Con una carrera meteórica, llena de premios, números uno y récords en plataformas digitales, Karol G prefiere no hablar de cifras ni de galardones cuando se le pregunta por su momento actual. Para ella, lo más importante siguen siendo las historias que la han marcado y el cariño de sus fans: «Como mujer en la música he cumplido el sueño», confiesa, aunque deja claro que aún tiene mucho por hacer.

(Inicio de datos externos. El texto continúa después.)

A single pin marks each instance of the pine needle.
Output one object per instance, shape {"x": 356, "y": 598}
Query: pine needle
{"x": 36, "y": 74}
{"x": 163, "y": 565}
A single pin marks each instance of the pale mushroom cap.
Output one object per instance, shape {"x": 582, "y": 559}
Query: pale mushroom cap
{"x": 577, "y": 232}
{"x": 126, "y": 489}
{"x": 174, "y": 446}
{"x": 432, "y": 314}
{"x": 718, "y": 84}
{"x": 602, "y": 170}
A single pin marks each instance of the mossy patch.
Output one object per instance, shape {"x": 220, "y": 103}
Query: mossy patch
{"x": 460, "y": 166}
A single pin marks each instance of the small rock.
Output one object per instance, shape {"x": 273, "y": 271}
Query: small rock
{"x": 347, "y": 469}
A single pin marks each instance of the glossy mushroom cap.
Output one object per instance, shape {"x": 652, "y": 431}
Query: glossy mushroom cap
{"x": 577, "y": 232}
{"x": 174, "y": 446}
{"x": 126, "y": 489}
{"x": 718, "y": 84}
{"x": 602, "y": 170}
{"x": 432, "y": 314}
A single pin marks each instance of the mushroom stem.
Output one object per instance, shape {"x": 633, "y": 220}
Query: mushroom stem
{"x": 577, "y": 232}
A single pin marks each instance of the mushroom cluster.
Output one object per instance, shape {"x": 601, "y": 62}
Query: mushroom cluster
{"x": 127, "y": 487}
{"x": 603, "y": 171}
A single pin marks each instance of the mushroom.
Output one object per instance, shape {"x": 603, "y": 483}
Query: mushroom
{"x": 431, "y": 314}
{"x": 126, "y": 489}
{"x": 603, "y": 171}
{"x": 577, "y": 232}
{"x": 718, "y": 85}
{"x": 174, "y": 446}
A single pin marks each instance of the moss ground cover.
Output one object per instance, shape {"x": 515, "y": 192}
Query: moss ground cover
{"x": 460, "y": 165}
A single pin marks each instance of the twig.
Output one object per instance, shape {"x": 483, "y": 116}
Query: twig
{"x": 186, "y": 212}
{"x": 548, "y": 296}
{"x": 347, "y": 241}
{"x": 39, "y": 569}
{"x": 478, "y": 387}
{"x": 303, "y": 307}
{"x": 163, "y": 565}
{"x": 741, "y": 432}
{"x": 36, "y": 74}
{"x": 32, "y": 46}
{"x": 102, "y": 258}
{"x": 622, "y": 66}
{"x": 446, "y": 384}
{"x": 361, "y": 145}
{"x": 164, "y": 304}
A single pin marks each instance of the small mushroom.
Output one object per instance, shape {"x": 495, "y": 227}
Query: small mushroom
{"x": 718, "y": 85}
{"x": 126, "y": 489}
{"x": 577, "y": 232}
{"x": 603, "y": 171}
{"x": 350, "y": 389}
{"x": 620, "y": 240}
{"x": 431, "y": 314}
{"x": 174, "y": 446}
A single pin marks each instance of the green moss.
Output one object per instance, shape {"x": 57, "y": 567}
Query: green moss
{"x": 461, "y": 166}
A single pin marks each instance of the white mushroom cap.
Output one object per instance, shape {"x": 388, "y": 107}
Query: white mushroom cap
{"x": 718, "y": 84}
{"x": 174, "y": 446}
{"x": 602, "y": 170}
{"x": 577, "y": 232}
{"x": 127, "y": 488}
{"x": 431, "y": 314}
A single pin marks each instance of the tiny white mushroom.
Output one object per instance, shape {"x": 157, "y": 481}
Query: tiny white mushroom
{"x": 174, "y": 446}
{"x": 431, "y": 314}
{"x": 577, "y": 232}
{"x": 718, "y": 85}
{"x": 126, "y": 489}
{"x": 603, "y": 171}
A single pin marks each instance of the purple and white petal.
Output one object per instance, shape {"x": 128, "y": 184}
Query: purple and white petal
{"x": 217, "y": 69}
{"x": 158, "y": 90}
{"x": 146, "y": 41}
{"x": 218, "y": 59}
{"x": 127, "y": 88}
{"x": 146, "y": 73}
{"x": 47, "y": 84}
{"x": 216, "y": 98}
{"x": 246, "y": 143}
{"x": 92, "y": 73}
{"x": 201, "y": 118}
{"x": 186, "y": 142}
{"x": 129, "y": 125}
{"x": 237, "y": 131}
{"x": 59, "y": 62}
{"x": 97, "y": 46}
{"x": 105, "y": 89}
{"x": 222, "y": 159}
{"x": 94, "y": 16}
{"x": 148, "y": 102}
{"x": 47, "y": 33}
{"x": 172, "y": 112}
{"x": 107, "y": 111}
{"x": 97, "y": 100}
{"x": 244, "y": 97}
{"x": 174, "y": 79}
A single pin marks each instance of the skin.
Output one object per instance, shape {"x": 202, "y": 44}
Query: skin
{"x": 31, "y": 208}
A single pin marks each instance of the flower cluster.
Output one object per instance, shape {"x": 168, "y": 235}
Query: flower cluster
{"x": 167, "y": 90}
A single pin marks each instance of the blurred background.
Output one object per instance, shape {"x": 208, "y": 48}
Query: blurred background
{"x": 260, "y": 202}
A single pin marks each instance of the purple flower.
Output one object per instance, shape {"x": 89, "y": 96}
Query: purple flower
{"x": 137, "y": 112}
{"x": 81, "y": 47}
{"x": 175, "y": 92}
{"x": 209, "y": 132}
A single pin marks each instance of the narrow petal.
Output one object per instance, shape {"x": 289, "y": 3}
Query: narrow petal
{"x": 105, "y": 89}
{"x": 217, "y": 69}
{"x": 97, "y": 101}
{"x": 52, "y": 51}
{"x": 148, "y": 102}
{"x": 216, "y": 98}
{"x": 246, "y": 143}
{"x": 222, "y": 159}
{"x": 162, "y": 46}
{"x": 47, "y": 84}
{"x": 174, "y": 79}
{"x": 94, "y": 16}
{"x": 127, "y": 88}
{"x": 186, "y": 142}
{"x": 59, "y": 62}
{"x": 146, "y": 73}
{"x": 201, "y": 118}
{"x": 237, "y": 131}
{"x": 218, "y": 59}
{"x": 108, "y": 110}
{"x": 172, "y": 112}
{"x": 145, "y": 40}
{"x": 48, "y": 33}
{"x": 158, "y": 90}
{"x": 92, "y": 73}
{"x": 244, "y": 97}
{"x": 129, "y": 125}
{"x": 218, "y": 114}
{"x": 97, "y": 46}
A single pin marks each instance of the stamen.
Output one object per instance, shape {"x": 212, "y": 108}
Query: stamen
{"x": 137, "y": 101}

En esa línea llega Tropicoqueta, su proyecto más personal hasta la fecha. Un disco concebido como una carta de amor a sus raíces y a la música latina en toda su diversidad, donde mezcla cumbia, ranchera, vallenato y salsa con un toque moderno y una estética inspirada en las showgirls sensuales y exuberantes de antaño. «Un amigo me dijo hace poco que este álbum era una carta de amor a lo que fuimos y a lo que somos. Y así lo siento al 200%», explica.
Para Karol G, este trabajo es algo más que un álbum: es un viaje emocional que ofrece a sus seguidores ya confeccionado, como una playlist íntima pensada para quienes encuentran en sus canciones compañía y consuelo: «Pensé: “Qué increíble sería que la gente pudiera tener eso en un solo disco mío. Que no necesiten confeccionar una playlist de canciones mías que les gusten y les hagan vibrar cosas diferentes, sino que yo se la entrego hecha”», cuenta con orgullo.

En la entrevista, la artista reflexiona sobre la carga emocional del éxito: «Me siento superbendecida por todo lo que me ha dado la vida, mucho más de lo que imaginé», reconoce, aunque no oculta que esa fama tiene un precio: «A medida que el éxito va llegando, sientes que todo crece de la misma forma: la presión, la soledad, el estar alejados cada vez más de la gente que queremos, las críticas, los insultos… Puede ser tanto ruido que te puede llegar a confundir».
Pero si algo ha aprendido a lo largo del camino es que las críticas son inevitables, y lo importante es seguir escuchando con el corazón: «No me molesta que me critiquen, me preocupa que no estén escuchando con el corazón», dice. Y añade con madurez: «Aunque a veces las críticas duelen y confunden, aprendí que el arte no se mide por aplausos, sino por el eco que deja».

A lo largo de la conversación, Karol G reivindica también la riqueza de la música latina en su conjunto, rechazando la idea de reducirla al género urbano: «Sería superirrespetuoso sentarme aquí y decir que la música latina es la urbana. No, somos un universo de sonidos. Así que me propuse despertar esos géneros que a lo mejor la gente tiene olvidados».
Cercana, reflexiva y orgullosa de su identidad, Karol G demuestra en cada respuesta por qué se ha convertido en una referente global. Porque más allá de los premios y las listas, su verdadero triunfo es haberse mantenido fiel a quien siempre fue: una chica de Medellín con sueños grandes y un corazón rebelde.